Par la suite, ce modèle a servi de base pour établir par décret, en 1996, en vertu de la Loi sur les enquêtes, le Bureau du Commissaire du Centre de la sécurité des télécommunications.

J'ai été à même de constater l'efficacité de ce modèle d'examen spécialisé, notamment : avoir une autonomie complète sans lien de dépendance avec le gouvernement; avoir un accès sans entraves aux personnes concernées et le pouvoir de les contraindre à témoigner; posséder une connaissance approfondie de l'organisme de renseignement, accumulée au fil des années de travail; avoir l'expertise pour comprendre la nature sensible des activités d'un point de vue opérationnel et complexe sur le plan technique et juridique; adopter une méthodologie rigoureuse lors du processus d'examen; posséder des habiletés en matière d'analyse et de recherche suffisantes pour effectuer un examen efficace, complet et exigeant, mais juste, de l'organisme de sécurité ou de renseignement, ainsi que des compétences en communication pour informer les parlementaires et le public, tout en protégeant les secrets concernant la sécurité nationale de même que les partenariats internationaux.

J'ai mentionné que la participation accrue des parlementaires est la bienvenue.
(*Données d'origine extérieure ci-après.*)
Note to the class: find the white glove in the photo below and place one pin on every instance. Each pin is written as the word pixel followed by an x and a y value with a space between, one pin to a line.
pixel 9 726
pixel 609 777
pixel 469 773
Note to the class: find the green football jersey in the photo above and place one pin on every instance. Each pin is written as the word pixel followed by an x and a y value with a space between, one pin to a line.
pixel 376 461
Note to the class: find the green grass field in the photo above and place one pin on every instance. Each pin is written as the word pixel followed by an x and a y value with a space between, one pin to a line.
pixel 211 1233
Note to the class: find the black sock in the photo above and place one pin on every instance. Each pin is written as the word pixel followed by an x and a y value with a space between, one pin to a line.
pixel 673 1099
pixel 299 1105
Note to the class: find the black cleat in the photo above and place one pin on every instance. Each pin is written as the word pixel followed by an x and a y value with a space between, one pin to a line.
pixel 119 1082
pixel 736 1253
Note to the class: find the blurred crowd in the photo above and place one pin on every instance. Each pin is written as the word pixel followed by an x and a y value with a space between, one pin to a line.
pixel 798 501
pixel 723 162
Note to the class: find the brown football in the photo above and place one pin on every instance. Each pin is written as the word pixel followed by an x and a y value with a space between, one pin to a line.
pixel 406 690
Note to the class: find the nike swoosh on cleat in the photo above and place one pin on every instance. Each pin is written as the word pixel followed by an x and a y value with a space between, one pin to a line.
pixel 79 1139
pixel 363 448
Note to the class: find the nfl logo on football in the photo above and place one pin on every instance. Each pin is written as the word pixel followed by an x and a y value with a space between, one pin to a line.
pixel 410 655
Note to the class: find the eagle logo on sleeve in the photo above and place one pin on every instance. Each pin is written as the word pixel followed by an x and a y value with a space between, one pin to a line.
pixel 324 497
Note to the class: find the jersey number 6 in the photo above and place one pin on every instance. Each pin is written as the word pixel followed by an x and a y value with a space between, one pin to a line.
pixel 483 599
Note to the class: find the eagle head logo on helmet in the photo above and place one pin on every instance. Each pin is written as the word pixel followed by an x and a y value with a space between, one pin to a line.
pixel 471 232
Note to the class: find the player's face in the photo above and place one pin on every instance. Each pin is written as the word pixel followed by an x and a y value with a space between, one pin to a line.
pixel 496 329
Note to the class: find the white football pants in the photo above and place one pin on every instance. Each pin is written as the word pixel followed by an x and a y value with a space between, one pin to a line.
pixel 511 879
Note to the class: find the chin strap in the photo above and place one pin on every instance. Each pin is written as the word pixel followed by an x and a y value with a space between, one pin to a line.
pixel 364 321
Plus particulièrement, depuis la diffusion par Edward Snowden de renseignements classifiés volés provenant de la National Security Agency des États-Unis et de ses partenaires, dont le CST, la confiance du public envers les organismes de renseignement et l'examen dont ils font l'objet a été mise à l'épreuve.

Avant les divulgations de M. Snowden, mes prédécesseurs étaient rarement convoqués devant des comités parlementaires. Je crois que l'établissement d'un comité parlementaire dont les membres détiendraient une habilitation de sécurité et la mise en place d'organismes d'examen spécialisés fourniraient un cadre de responsabilisation complémentaire solide et exhaustif en ce qui a trait aux activités liées à la sécurité et au renseignement, en plus d'accroître la confiance du public. Cependant, afin d'assurer une efficacité optimale et d'éviter le dédoublement des efforts et le gaspillage des ressources, il est nécessaire de bien définir les rôles respectifs.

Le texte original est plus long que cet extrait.